Comcast, the nation’s largest cable provider, has purchased a $150 million stake in broadband equipment provider Arris Group, which in December purchased Motorola Home, a division of Google’s Motorola Mobility, for $2.35 billion in cash and stocks.
The newly intertwined trio subtly highlights the ways in which the Internet-connected world is shifting and the cable companies and wireless carriers are finding areas of overlap.
By the terms of the December deal, Google was promised $2.05 billion in cash and about $300 million in newly issued Arris shares, representing about a 15.7 percent ownership interest in Arris.
Comcast is acquiring 10.6 million Arris Shares, the company said in a Jan. 14 statement. The deal is conditional on the closing of the Google deal, and Arris officials have said they expect their deal with Comcast to close alongside their deal with Google sometime in the second quarter. Ultimately, Google and Comcast will each own about a 7.85 percent share in Arris.
“This investment by one of our largest customers is a strong indication of customer support for the Motorola Home acquisition and its potential to accelerate innovation to the benefit of the industry and consumers,” Bob Stanzione, Arris’ chairman and CEO, said in a statement.
Arris, in its December statement, said the acquisition of Motorola Home will enable it to deliver next-generation consumer video products and services and to benefit from Motorola Mobility patents. Motorola’s extensive patent portfolio was a top reason Google acquired it. Google was sorely in need of patents with which to defend itself against rival Apple.
“The industry faces its biggest technology transformation, and together Arris and Motorola will be able to accelerate related innovations such as the introduction of the IP Connected Home environments that service providers need and that their consumers crave,” Dennis Woodside, CEO of Motorola Mobility, said in a statement.
That technology transformation is being seen throughout the industry. On Nov. 7, 2012, AT&T introduced Project Velocity, its three-year, $14 billion plan to upgrade its network and pursue new initiatives, which include the connected car and a connected home, IP-based security system.
Google’s connection to the cable world extends beyond Comcast. Last summer it introduce Google Fiber, a sort of uber television and high-speed Internet service. Its connection speed is 100 times faster than broadband instant downloads. Google Fiber is currently available only in Kansas City, Kan., and Kansas City, Mo., but it’s slowly expanding.

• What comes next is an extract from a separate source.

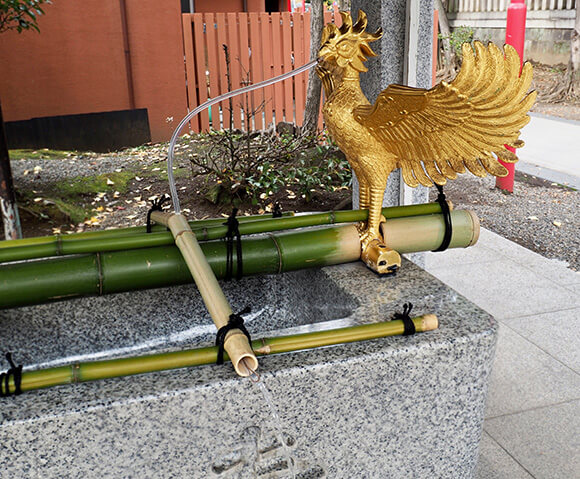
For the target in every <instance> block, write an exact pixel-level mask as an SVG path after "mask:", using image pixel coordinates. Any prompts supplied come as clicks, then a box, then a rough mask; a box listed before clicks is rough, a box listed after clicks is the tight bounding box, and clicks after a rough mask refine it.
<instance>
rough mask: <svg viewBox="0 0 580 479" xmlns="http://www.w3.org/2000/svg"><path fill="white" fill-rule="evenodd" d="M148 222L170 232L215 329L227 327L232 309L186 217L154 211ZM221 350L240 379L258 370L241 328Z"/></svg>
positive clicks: (231, 330)
mask: <svg viewBox="0 0 580 479" xmlns="http://www.w3.org/2000/svg"><path fill="white" fill-rule="evenodd" d="M151 220H152V221H155V222H156V223H159V224H162V225H164V226H167V227H168V228H169V229H170V230H171V233H172V234H173V237H174V238H175V244H176V245H177V247H178V248H179V251H181V254H182V255H183V259H184V260H185V263H186V264H187V267H188V268H189V271H190V273H191V276H192V277H193V280H194V281H195V284H196V286H197V289H198V290H199V292H200V294H201V297H202V299H203V302H204V304H205V307H206V308H207V310H208V312H209V314H210V316H211V319H212V320H213V322H214V324H215V327H216V328H217V329H218V331H219V330H220V329H221V328H223V327H224V326H227V325H228V322H229V319H230V316H231V315H232V314H233V311H232V308H231V306H230V303H229V302H228V300H227V298H226V296H225V295H224V292H223V291H222V288H221V286H220V285H219V283H218V281H217V278H216V277H215V274H214V272H213V270H212V269H211V266H210V265H209V263H208V261H207V258H206V257H205V255H204V254H203V251H202V249H201V247H200V246H199V243H198V242H197V238H196V237H195V234H194V233H193V232H192V231H191V228H190V227H189V224H188V222H187V220H186V219H185V217H184V216H183V215H181V214H176V213H164V212H162V211H153V212H152V213H151ZM224 349H225V351H226V352H227V353H228V356H229V357H230V358H231V361H232V364H233V365H234V369H235V370H236V373H238V374H239V375H240V376H248V375H249V373H248V370H249V371H256V369H258V360H257V359H256V356H255V354H254V351H252V347H251V346H250V342H249V340H248V338H247V336H246V335H245V334H244V333H243V332H242V331H241V330H240V329H238V328H235V329H231V330H230V331H228V333H227V334H226V336H225V338H224ZM244 366H245V367H244Z"/></svg>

Everybody likes fast Internet service, but not everyone is comfortable with Google controlling both the Internet and people’s physical access to the Internet—it gives Google a tremendous amount of negotiating power with ad companies as well as TV and movie distributors, not to mention a lot of user data.
A more controversial example of deals budding where rivalries once stood was Verizon Wireless’ December 2011 announcement that it had entered an agreement with SpectrumCo—a joint venture between Comcast, Time Warner and Bright House Networks—in which Verizon would purchase spectrum from the cable companies, which would also bundle Verizon Wireless’ services with their own.
Sen. Al Franken (D-Minn.) feared the deal would result in less market competition and ultimately higher prices for consumers.
“These joint-marketing agreements will turn these rival companies into partners rather than competitors,” Franken said in a Feb. 1, 2012, letter to the Federal Communications Commission.